Le thème du Christ bénissant et de la Vierge en oraison, diffusé dans l’art occidental à partir de modèles byzantins (thème de la Déesis), appartient à un type d’œuvres, dit de dévotion, très largement répandu à la fin du Moyen Âge [Tours 1500, p. 154-159]. La Vierge intercédant par la prière auprès de son Fils pour le salut de l’humanité constitue l’un des supports privilégiés / à la méditation spirituelle ? pour les fidèles et se retrouve sur panneau et, plus encore, en enluminure dans les livres d’heures.
Marie, figurée de trois quart et à mi-corps, les mains jointes à hauteur de poitrine, enveloppée dans un manteau recouvrant un voile blanc au nombreux plis cassés correspond à un prototype créé par Jean Bourdichon vers 1480, à partir d’images de de la Vierge peintes par son maître Jean Fouquet (Heures de Simon de Varie) [Tours 1500, p. 156]. Cette image est très largement diffusée par l’artiste tout au long de sa carrière et est reprise également en abondance par ses suiveurs (Heures de Charles VIII, Paris, BnF, ms Lat. 1370 ; Vierge en prière, Vic, Musée épiscopal MEV 6386 ; Livre de prières, Saint-Germain-en-Laye, BM, ms R.60732).
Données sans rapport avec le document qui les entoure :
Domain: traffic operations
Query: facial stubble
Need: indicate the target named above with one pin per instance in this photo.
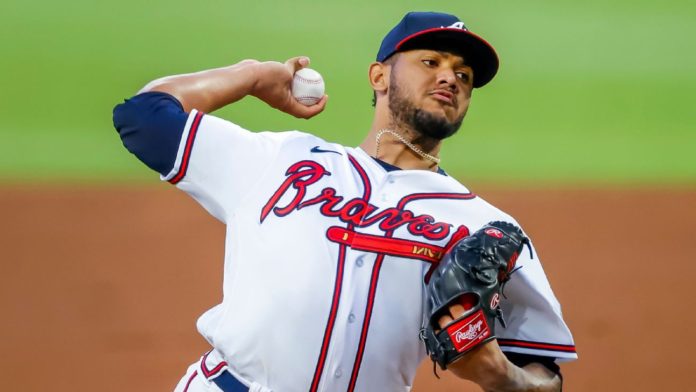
(427, 125)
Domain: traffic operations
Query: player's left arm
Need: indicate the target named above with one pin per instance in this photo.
(534, 335)
(488, 366)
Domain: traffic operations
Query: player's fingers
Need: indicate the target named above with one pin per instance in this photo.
(294, 64)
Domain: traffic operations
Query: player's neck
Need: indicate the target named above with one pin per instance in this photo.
(399, 147)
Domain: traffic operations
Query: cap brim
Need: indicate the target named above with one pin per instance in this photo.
(477, 53)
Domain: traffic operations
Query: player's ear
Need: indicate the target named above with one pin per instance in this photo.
(379, 77)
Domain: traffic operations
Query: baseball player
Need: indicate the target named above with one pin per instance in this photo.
(327, 246)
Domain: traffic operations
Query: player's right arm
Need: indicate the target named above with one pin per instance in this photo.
(210, 90)
(215, 161)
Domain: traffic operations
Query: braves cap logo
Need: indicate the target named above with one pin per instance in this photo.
(456, 25)
(495, 233)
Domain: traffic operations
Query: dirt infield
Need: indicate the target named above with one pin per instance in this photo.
(100, 287)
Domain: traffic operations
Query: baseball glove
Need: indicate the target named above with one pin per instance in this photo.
(472, 273)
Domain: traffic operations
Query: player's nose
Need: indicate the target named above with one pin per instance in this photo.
(446, 78)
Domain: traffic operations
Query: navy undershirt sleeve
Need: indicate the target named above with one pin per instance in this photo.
(150, 125)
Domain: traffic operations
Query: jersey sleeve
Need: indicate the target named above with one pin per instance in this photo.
(213, 160)
(535, 324)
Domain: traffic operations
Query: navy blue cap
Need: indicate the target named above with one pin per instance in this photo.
(434, 30)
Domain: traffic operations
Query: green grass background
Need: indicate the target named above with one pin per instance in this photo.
(590, 92)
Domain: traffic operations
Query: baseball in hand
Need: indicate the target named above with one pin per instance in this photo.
(307, 86)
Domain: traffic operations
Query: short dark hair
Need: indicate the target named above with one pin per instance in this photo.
(389, 61)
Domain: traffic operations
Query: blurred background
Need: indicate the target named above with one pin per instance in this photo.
(586, 135)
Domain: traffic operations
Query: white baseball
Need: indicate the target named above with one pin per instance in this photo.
(307, 86)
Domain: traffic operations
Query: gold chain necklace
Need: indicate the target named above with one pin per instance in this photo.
(408, 144)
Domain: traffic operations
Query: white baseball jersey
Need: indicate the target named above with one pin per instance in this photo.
(326, 251)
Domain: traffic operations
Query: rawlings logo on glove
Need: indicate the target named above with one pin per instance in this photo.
(475, 268)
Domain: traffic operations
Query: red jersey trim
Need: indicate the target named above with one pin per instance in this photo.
(566, 348)
(183, 167)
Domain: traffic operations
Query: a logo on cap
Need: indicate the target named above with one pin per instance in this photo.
(456, 25)
(494, 233)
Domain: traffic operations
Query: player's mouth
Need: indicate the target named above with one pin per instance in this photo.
(444, 96)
La physionomie du Christ relève tout autant du répertoire de Jean Fouquet et de son atelier.
Proche du saint Jean de la Pietà de Nouans-Les-Fontaine, il partage avec la Sainte Face des Heures d’Anne de Beaujeu, attribuée au Maître de Boccace de Munich [Tours 1500, cat. 33], un même nez long et droit, une barbe bifide, des yeux en amande largement écartés et soulignés par deux fins sourcils, et des cheveux séparés par une raie médiane et retombant en grosses boucles sur les épaules.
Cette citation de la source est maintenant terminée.